31 de julio de 2025

EL MUNDO ARDIENDO Y YO CANTANDO

No sé en qué momento exacto pensé que sería buena idea encender aquel micrófono que compré en un ALE-HOP y cantar I don’t want to set the world on fire.

Pero lo hice.

Y aquí está la prueba.


Hay canciones que, más que cantarlas, se adueñan de ti. Y esta, para mí, es una de ellas.

Tiene ese aire reto, viejuno y gloriosamente polvoriento de los años 40 que tanto me gusta. De hecho, no me extrañaría haber vivido allí en una vida anterior.

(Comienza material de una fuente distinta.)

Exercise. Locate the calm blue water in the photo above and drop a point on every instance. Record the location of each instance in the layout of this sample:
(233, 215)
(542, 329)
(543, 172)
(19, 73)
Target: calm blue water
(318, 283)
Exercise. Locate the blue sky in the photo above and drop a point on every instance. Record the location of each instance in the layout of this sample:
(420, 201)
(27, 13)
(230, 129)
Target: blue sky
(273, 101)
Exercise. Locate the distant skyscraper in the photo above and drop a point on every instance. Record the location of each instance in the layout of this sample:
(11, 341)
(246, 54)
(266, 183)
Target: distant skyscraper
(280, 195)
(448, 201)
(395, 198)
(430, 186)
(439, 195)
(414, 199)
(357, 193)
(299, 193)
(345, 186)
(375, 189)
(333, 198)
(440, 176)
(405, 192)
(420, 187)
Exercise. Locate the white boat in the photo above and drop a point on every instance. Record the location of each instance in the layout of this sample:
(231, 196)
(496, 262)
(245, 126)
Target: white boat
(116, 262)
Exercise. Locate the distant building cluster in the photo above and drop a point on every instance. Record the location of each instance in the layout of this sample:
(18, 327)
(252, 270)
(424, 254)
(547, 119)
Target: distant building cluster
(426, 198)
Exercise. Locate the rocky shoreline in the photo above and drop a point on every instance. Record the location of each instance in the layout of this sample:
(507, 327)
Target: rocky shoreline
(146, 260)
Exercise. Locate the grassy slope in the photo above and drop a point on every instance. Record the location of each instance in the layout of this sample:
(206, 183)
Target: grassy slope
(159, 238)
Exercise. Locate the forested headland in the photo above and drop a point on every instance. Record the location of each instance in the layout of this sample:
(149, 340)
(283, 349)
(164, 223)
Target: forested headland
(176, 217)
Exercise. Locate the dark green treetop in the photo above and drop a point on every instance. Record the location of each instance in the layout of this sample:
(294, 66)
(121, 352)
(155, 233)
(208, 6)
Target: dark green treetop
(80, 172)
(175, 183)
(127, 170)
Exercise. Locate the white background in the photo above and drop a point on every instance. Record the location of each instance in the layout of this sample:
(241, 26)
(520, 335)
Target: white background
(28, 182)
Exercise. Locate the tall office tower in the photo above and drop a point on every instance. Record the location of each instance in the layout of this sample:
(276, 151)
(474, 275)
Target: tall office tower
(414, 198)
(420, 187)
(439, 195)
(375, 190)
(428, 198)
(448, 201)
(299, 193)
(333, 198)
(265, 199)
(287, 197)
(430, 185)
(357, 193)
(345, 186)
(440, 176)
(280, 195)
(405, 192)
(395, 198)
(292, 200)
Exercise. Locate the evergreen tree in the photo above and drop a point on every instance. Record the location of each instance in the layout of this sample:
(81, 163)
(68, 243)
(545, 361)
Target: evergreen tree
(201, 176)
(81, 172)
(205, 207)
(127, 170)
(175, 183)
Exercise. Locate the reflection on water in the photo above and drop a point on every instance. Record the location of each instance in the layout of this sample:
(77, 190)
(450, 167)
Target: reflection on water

Me veo como un joven con el pelo brillante y bien peinado, recorriendo calles con nombres de presidentes, buscando discos de vinilo en las tiendas, tarareando canciones sin darme cuenta, convencido de que la música no sólo sirve para acompañar, sino para explicarse uno a sí mismo.

Este tema lo popularizaron The Ink Spots, un grupo fundamental para entender el paso del jazz vocal al rhythm and blues y al soul. Su fórmula era sencilla pero infalible: una guitarra que suena como si hablara, una voz principal que se deshace en ternura, y esa típica parte hablada con voz de locutor enamorado que, por algún motivo, sigue funcionando aunque hayan pasado ochenta años.

I don’t want to set the world on fire se publicó en 1941. Y aunque no fue compuesta por ellos —es obra de Eddie Seiler, Sol Marcus, Bennie Benjamin y Eddie Durham—, los Ink Spots la hicieron suya. Como si la canción hubiera estado esperando precisamente su timbre y su melancolía.

¿Y de qué habla? Pues no de guerras ni de apocalipsis, como sugiere el título. Habla de amor, claro. De alguien que no quiere incendiar el mundo, solo encender una llama en el corazón de otra persona. Porque, al final, lo que importa no es el mundo entero, sino la persona a la que uno quiere.

Así que aquí estoy, en la frontera que limita julio y agosto, decidido a lanzar la bomba incendiaria de mi versión de los Ink Spots y al mismo tiempo un mensaje de amor al mundo.  (Por favor, que conste en acta que si desafino es porque es un micro del ALE-HOP, no de la RCA. Ejem, ejem...)

Si con esto consigo encender aunque sea una sonrisa —o al menos un leve suspiro—, doy el experimento por válido.